Its aisles filled with books catering to each curiosity, and useful strategies tailor-made to every reader’s curiosity coming in from a member of the family helming the money register, the Baigs and Midland Guide Store have been an integral a part of south Delhi’s literary life. However the story of this family-run enterprise, one of many metropolis’s beloved indie e-book shops, started with the enterprising Mirza Yaseen Baig, the household’s grand patriarch, who arrange the e-book store within the metropolis almost 5 many years in the past. Baig handed away on Thursday, November 24. He was 94.

Within the Seventies, when the Telangana Motion in Andhra Pradesh started affecting commerce within the metropolis, the Baigs, who ran a bookselling enterprise in Hyderabad’s Sultan Bazar, determined to shift to Delhi. Over time, the New Guide Land, a kiosk in Connaught Place set amid the hubbub of the Janpath flea market and at a stone’s throw from Depaul’s, grew to become the primary cease for Mirza Yaseen Baig in 1978, who would cycle throughout town, increase a clientele for his books. By the point he launched Midland in Aurobindo Market in 1985, he already had a loyal consumer base in place. Since then, the Baigs have added two different shops to their family-run enterprise, one in South Extension Half I and the opposite in Gurugram, every with a cult following of its personal.

From ministers to authors and publishers to cash-strapped faculty college students, academics and fogeys eager to introduce their toddlers to studying, Midland grew to become a pit-stop for e-book lovers throughout ages, partly owing to Mirza Baig’s entrepreneurial foresight. Lengthy earlier than the onslaught of on-line e-book behemoths providing heavy reductions, Baig started promoting books at a reduced fee of 20 per cent to his prospects, increase a conducive atmosphere for readership. He backed younger authors, giving them distinguished show in his shops and went out of his option to counsel books to every reader who walked into his retailer, a trait continued by his sons and grandsons, who now run the household enterprise.

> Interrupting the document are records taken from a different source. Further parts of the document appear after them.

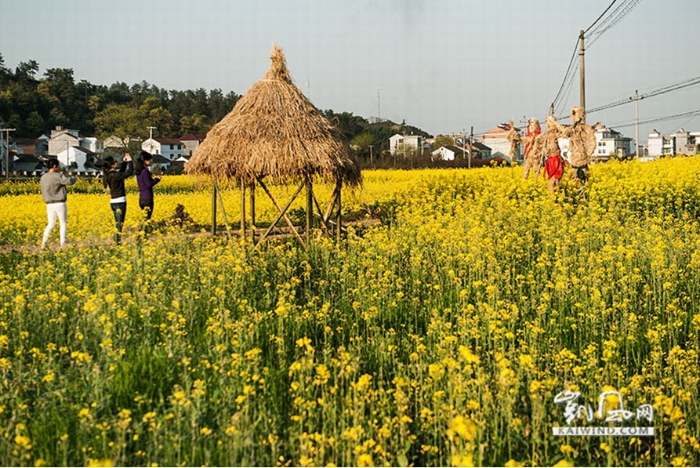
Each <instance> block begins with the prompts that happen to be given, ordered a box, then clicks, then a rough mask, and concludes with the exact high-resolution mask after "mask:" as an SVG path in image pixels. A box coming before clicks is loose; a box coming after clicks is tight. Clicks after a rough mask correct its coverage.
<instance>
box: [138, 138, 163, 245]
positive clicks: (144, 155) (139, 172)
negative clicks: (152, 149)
mask: <svg viewBox="0 0 700 468" xmlns="http://www.w3.org/2000/svg"><path fill="white" fill-rule="evenodd" d="M152 163H153V156H152V155H151V154H150V153H147V152H146V151H141V154H140V155H139V159H138V160H136V164H135V165H134V172H135V173H136V181H137V182H138V184H139V208H141V210H142V211H143V212H144V221H143V228H142V229H141V230H142V231H143V232H144V233H146V234H147V228H148V226H149V224H150V223H149V221H150V220H151V216H152V215H153V187H154V186H155V185H156V184H157V183H158V182H160V180H161V179H160V177H156V178H154V177H153V175H152V174H151V169H150V167H151V164H152Z"/></svg>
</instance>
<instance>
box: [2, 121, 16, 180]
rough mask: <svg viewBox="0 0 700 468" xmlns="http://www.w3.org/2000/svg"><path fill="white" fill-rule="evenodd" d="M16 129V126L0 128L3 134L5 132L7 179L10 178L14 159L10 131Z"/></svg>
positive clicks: (5, 173) (5, 174)
mask: <svg viewBox="0 0 700 468" xmlns="http://www.w3.org/2000/svg"><path fill="white" fill-rule="evenodd" d="M2 126H3V125H2V122H0V127H2ZM14 131H15V129H14V128H0V135H2V132H5V143H6V144H5V160H6V163H5V177H6V178H7V179H9V178H10V166H11V165H12V161H11V159H10V132H14Z"/></svg>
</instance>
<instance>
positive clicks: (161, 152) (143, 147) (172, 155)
mask: <svg viewBox="0 0 700 468" xmlns="http://www.w3.org/2000/svg"><path fill="white" fill-rule="evenodd" d="M141 149H142V150H144V151H148V152H149V153H151V154H160V155H161V156H164V157H166V158H168V160H170V161H175V160H176V159H178V158H179V157H180V156H182V155H183V151H184V145H183V144H182V142H181V141H180V140H176V139H174V138H149V139H148V140H145V141H144V142H143V143H141Z"/></svg>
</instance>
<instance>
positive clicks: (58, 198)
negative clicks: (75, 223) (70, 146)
mask: <svg viewBox="0 0 700 468" xmlns="http://www.w3.org/2000/svg"><path fill="white" fill-rule="evenodd" d="M46 167H48V169H49V170H48V172H47V173H46V174H44V175H43V176H41V180H40V185H41V196H42V197H43V199H44V203H46V215H47V216H48V223H47V224H46V229H44V237H43V238H42V239H41V248H42V249H45V248H46V245H47V244H48V242H49V235H51V231H53V228H54V227H55V226H56V219H57V218H58V222H59V224H60V227H59V236H60V243H61V247H63V246H65V245H66V234H67V232H68V224H67V222H68V207H67V206H66V197H67V191H66V186H67V185H73V184H74V183H75V177H73V176H67V175H66V174H65V173H64V172H63V171H62V170H61V164H60V163H59V162H58V159H56V158H52V159H49V160H48V161H47V163H46Z"/></svg>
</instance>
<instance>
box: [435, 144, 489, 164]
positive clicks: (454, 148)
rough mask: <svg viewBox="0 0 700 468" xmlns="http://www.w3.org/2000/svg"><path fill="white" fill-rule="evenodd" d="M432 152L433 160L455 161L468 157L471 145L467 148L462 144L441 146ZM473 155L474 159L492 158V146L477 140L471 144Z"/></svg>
mask: <svg viewBox="0 0 700 468" xmlns="http://www.w3.org/2000/svg"><path fill="white" fill-rule="evenodd" d="M430 154H431V159H432V160H433V161H437V160H443V161H454V160H455V159H462V158H468V157H469V147H467V148H466V149H465V148H463V147H461V146H452V145H447V146H441V147H440V148H438V149H436V150H435V151H433V152H432V153H430ZM471 157H472V158H473V159H491V148H489V147H488V146H486V145H484V144H483V143H480V142H477V141H475V142H474V143H472V145H471Z"/></svg>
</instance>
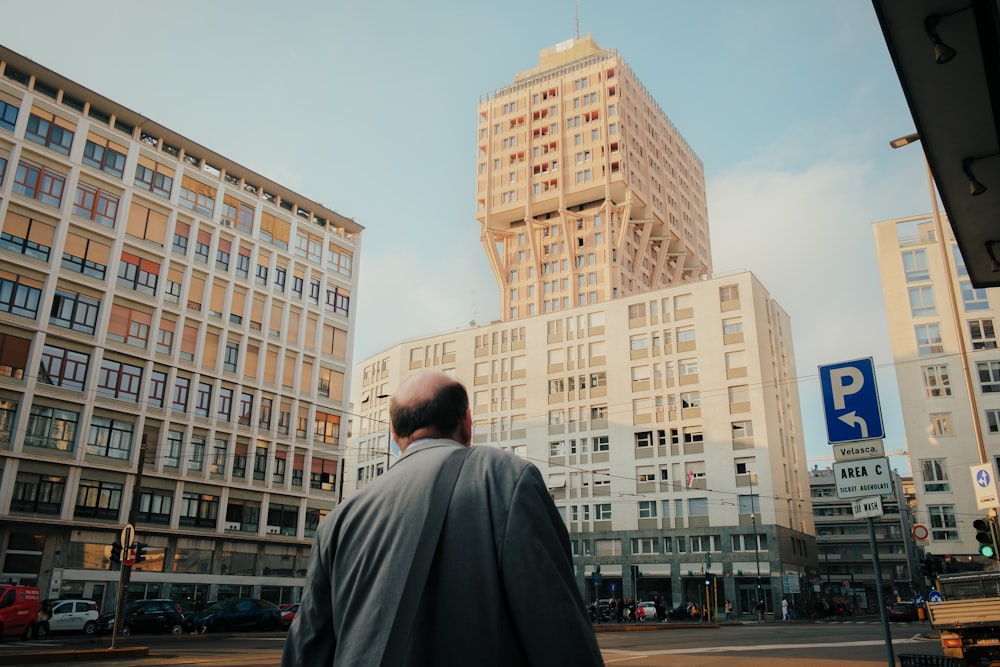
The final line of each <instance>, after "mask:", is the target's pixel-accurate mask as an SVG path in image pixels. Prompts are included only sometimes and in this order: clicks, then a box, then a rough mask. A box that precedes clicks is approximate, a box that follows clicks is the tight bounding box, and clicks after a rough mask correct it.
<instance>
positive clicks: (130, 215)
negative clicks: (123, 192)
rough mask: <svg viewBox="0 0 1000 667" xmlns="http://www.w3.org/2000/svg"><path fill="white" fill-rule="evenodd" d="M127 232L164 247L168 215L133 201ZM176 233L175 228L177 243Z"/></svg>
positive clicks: (166, 234) (179, 223) (159, 245)
mask: <svg viewBox="0 0 1000 667" xmlns="http://www.w3.org/2000/svg"><path fill="white" fill-rule="evenodd" d="M181 224H183V223H178V225H177V226H178V227H180V226H181ZM185 226H186V225H185ZM125 232H126V233H127V234H128V235H129V236H134V237H135V238H137V239H143V240H144V241H152V242H153V243H155V244H156V245H158V246H161V247H162V246H163V244H164V243H165V242H166V237H167V215H166V214H165V213H161V212H159V211H157V210H155V209H151V208H149V207H148V206H143V205H142V204H140V203H138V202H135V201H133V202H132V206H131V207H130V208H129V211H128V222H127V224H126V227H125ZM176 235H177V234H176V230H175V234H174V236H175V245H176ZM181 254H183V253H181Z"/></svg>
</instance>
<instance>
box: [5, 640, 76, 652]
mask: <svg viewBox="0 0 1000 667" xmlns="http://www.w3.org/2000/svg"><path fill="white" fill-rule="evenodd" d="M61 645H62V642H60V641H59V640H58V639H33V640H31V641H30V642H29V641H15V642H12V641H10V640H9V639H5V640H4V641H2V642H0V651H4V650H11V649H18V650H22V651H23V650H24V649H39V648H42V647H51V646H61Z"/></svg>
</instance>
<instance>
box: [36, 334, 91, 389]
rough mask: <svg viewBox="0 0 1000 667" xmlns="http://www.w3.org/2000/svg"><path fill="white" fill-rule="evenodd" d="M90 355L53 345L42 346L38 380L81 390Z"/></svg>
mask: <svg viewBox="0 0 1000 667" xmlns="http://www.w3.org/2000/svg"><path fill="white" fill-rule="evenodd" d="M89 364H90V355H88V354H85V353H83V352H75V351H73V350H66V349H63V348H61V347H57V346H55V345H45V346H44V347H43V348H42V358H41V363H40V367H39V378H38V379H39V381H40V382H44V383H45V384H50V385H53V386H56V387H64V388H66V389H75V390H77V391H83V385H84V383H85V382H86V380H87V367H88V365H89Z"/></svg>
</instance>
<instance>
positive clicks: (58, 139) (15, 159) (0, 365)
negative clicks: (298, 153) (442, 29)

As information of the patriarch’s dying broke, writers and long-time patrons took to social media to pay him tribute. Meals historian Pushpesh Pant tweeted, “Deeply saddened by (the) passing (of) Dada Sahib Beg (sic)… He lavished affection on me and kindly allowed me to purchase costly books on credit score in early Seventies. Teenagers to 70s bond continued. For me that is an finish of an period…” “…A sort and delicate soul, he backed my books when few others did. I’ll at all times be thankful for his help once I wanted it most…” tweeted author Amish Tripathi.

Regardless of his superior age, until earlier than the pandemic, Mirza Baig was an everyday on the Aurobindo Place outlet. When interacting with prospects grew to become restricted due to listening to difficulties, he would sit outdoors in a chair, flanked by rows of books, watching individuals savour his labour of affection. “As I recall Mirza Yaseen Baig’s mild smile as he sat within the courtyard outdoors his bookstore, watching the world go by, I’m overcome by nostalgia and remembrance. I knew Midland from the early days in Janpath. Then, within the Eighties, greater than 1 / 4 century in the past, I started frequenting Midland in Aurobindo Place. Mirza Yaseen Baig had an intuitive and instinctual understanding of each books and readers. He may information his prospects to the precise e-book they have been looking for. It wasn’t a sterile atmosphere — readers have been inspired to browse, and the scent of paper and books and the heat and unassuming scholarship he handed on to his kids and grandchildren make Midland the good establishment that it’s,” recounts author Namita Gokhale, a long-time patron of the e-book store.